Entering edit mode
Narayanan, Manikandan NIH/NIAID [E]
▴
60
@narayanan-manikandan-nihniaid-e-5829
Last seen 9.2 years ago
United States
Hi,
I may have stumbled upon an error in the branch length calculation
of the ctc package's hc2Newick function, which converts an hclust
object to Newick format. However I am not confident yet to report it
as a bug and hence this email to see if you agree with my
interpretations below.
> hc = hclust(d = as.dist(matrix(c(0, 2, 4, 4, 2, 0, 4, 4, 4, 4, 0, 2,
4, 4, 2, 0), 4, 4, dimnames = list(LETTERS[1:4], LETTERS[1:4]))))
> hc2Newick(hc)
[1] "((A:1,B:1):0,(C:1,D:1):0);"
Shouldn't the correct output be [1] "((A:1,B:1):1,(C:1,D:1):1);" so
that the branch lengths and hclust heights agree??

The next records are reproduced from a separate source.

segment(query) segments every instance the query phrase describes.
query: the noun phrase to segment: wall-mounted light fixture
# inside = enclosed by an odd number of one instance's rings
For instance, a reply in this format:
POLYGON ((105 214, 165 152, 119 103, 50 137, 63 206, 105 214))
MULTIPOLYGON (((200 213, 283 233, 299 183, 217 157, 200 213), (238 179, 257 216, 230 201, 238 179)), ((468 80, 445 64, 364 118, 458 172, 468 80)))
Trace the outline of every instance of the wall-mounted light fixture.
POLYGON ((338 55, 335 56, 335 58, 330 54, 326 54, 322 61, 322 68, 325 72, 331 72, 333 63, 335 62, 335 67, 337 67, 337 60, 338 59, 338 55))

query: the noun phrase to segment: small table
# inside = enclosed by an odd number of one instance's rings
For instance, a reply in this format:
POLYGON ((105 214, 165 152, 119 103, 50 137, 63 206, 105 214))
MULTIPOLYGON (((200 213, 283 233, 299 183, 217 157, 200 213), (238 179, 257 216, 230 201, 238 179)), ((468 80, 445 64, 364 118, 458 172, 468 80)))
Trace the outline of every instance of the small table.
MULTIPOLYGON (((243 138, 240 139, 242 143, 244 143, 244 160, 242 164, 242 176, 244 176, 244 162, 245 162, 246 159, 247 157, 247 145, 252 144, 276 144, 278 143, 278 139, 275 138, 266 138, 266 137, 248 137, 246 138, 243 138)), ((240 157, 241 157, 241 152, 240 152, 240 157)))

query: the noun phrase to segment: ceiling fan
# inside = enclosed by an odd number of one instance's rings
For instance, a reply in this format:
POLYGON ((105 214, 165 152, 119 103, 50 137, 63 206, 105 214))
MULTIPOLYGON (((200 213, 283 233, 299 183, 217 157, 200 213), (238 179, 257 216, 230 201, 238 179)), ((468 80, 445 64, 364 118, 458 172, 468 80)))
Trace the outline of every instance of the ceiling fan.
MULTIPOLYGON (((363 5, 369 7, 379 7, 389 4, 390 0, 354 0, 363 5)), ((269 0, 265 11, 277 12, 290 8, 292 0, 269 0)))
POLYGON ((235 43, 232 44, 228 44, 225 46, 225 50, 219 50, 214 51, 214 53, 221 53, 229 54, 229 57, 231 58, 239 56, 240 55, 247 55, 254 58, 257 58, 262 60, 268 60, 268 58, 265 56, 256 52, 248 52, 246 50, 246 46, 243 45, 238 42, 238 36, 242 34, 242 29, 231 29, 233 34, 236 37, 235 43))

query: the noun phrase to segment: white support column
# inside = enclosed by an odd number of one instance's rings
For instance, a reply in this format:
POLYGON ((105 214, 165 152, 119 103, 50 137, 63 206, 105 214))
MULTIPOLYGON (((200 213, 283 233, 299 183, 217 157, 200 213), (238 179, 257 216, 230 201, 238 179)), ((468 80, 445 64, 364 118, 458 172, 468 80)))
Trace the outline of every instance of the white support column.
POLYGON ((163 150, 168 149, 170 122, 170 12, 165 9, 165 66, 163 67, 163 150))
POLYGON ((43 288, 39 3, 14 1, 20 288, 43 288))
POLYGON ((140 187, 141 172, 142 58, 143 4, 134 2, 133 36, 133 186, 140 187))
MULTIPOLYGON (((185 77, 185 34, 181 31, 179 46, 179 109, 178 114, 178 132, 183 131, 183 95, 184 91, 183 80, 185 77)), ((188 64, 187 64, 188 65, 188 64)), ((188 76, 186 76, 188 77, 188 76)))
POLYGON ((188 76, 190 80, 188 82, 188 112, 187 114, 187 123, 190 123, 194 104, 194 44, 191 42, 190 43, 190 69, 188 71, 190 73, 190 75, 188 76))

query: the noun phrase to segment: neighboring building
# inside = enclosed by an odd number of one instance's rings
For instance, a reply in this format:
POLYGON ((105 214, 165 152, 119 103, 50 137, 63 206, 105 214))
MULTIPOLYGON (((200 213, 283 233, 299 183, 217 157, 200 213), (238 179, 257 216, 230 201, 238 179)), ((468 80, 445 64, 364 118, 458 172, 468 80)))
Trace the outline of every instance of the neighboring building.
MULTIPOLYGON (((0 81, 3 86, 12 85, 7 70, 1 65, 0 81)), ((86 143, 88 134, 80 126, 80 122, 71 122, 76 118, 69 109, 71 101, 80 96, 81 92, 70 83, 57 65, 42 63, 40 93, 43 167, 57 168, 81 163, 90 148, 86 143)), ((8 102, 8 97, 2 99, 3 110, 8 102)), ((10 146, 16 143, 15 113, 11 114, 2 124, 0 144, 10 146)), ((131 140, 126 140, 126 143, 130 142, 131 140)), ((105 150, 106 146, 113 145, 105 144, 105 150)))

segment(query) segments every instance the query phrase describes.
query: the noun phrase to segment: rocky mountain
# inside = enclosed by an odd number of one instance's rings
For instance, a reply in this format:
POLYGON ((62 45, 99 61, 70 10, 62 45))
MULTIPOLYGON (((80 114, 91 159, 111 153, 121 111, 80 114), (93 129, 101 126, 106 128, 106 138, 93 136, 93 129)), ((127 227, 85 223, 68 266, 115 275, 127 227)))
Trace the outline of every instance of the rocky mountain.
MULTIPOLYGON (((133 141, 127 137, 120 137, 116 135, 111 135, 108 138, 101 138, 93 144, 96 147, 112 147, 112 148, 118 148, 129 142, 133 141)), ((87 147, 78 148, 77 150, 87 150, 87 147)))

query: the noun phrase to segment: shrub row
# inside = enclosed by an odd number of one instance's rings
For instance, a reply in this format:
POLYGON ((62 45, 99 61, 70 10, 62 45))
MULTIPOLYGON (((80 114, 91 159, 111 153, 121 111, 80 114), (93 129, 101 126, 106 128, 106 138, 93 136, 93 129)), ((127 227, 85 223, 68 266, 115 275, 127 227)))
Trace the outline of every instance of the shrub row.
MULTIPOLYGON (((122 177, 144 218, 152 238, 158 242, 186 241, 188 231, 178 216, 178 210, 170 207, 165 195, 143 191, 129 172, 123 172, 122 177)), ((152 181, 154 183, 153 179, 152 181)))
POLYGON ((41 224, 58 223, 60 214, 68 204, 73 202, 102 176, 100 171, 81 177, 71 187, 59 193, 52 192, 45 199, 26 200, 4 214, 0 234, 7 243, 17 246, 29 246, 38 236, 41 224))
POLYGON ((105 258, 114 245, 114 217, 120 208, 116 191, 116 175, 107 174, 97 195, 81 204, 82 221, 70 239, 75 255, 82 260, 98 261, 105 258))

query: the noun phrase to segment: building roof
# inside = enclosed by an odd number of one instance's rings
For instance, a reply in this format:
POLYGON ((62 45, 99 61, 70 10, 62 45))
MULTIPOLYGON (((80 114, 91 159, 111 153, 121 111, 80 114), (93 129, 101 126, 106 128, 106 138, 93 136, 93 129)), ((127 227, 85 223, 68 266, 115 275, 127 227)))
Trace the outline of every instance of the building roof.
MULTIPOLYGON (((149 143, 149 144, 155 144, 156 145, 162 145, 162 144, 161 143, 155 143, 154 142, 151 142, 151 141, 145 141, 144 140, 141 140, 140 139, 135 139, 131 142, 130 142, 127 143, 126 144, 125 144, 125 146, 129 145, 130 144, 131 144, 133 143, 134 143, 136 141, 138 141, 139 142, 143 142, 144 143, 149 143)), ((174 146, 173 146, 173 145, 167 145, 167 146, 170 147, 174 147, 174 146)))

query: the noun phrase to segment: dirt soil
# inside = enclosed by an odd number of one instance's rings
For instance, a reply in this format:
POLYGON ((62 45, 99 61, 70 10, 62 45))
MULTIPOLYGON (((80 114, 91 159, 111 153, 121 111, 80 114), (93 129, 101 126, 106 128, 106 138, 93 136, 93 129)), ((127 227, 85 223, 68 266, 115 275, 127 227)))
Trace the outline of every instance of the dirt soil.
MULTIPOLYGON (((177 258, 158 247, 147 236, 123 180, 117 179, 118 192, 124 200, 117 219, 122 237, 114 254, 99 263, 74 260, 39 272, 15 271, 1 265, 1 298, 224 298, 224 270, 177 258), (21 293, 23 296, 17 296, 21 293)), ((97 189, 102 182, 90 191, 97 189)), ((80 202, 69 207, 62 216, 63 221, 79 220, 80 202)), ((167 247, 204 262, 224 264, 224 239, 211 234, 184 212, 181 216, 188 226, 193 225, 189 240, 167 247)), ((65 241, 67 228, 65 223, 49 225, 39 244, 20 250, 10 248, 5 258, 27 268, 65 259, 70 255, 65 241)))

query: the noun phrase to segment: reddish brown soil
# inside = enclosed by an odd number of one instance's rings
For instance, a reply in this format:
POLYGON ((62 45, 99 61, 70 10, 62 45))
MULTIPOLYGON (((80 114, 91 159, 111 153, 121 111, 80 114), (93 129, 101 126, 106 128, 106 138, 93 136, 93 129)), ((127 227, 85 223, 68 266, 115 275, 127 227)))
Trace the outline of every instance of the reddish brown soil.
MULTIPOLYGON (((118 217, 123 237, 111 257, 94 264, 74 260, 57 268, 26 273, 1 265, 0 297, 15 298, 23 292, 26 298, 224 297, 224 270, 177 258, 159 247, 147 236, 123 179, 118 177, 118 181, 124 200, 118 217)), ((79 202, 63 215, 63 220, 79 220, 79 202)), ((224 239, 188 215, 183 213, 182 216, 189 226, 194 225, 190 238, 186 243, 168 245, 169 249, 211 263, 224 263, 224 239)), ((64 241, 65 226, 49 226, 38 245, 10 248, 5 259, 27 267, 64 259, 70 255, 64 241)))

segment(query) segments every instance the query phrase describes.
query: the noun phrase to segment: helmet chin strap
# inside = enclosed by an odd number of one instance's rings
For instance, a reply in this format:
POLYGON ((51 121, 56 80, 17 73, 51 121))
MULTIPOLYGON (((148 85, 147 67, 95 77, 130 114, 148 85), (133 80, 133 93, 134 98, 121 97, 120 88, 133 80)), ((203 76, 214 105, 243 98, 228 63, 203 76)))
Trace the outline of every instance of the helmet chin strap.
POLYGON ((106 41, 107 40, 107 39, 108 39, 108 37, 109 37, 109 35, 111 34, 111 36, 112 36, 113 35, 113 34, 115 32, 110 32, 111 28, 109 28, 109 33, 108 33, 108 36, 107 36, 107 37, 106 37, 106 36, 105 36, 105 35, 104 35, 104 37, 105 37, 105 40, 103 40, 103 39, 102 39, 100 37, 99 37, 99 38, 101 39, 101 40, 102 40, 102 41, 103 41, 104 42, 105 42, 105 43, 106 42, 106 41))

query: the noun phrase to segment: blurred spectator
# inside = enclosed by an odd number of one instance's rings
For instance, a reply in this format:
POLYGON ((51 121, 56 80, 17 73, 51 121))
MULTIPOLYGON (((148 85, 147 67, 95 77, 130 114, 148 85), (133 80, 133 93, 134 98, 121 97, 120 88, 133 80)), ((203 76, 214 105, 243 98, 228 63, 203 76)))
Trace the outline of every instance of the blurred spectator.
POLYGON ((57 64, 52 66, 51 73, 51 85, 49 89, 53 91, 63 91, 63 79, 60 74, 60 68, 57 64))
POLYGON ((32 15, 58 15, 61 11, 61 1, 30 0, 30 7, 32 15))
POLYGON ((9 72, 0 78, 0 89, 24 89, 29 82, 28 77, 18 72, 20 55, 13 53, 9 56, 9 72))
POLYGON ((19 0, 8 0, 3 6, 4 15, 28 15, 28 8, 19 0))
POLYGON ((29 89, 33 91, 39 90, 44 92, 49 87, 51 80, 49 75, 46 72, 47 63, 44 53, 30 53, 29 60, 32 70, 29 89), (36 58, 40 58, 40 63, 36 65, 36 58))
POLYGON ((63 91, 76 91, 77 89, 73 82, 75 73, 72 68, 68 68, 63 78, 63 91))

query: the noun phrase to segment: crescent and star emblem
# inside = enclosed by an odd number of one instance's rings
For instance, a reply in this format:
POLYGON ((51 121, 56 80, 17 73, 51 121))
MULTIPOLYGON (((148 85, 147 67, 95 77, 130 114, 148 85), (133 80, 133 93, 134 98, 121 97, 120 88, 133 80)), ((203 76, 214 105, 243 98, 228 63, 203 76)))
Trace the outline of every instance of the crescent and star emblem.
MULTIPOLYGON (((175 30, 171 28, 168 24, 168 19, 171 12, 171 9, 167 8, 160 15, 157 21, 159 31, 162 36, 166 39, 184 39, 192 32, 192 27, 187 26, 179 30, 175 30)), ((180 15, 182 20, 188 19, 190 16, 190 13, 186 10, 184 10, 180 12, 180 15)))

Some more information on hclust heights (easiest to view via
plot(hc)):
> hc$labels
[1] "A" "B" "C" "D"
> hc$height
[1] 2 2 4
> hc$merge
[,1] [,2]
[1,] -1 -2
[2,] -3 -4
[3,] 1 2
If my interpretations are correct, then the hc2Newick() function code
can be fixed by removing all "dist" calculation statements and putting
a single "dist" calculation statement like so:
j <- hc$merge[i, 1] #original code
k <- hc$merge[i, 2] #original code
+ dist <- hc$height[i] - (ifelse(j < 0, 0, hc$height[j]) +
ifelse(k < 0, 0, hc$height[k]))/2 #new line
I'm using R 2.15 and packages: "[1] ctc_1.32.0 amap_0.8-7
Biobase_2.18.0 BiocGenerics_0.4.0".
Thanks,
Mani
PS: Apologies if this email was posted twice, as I wasn't sure if I
posted correctly the first time I tried.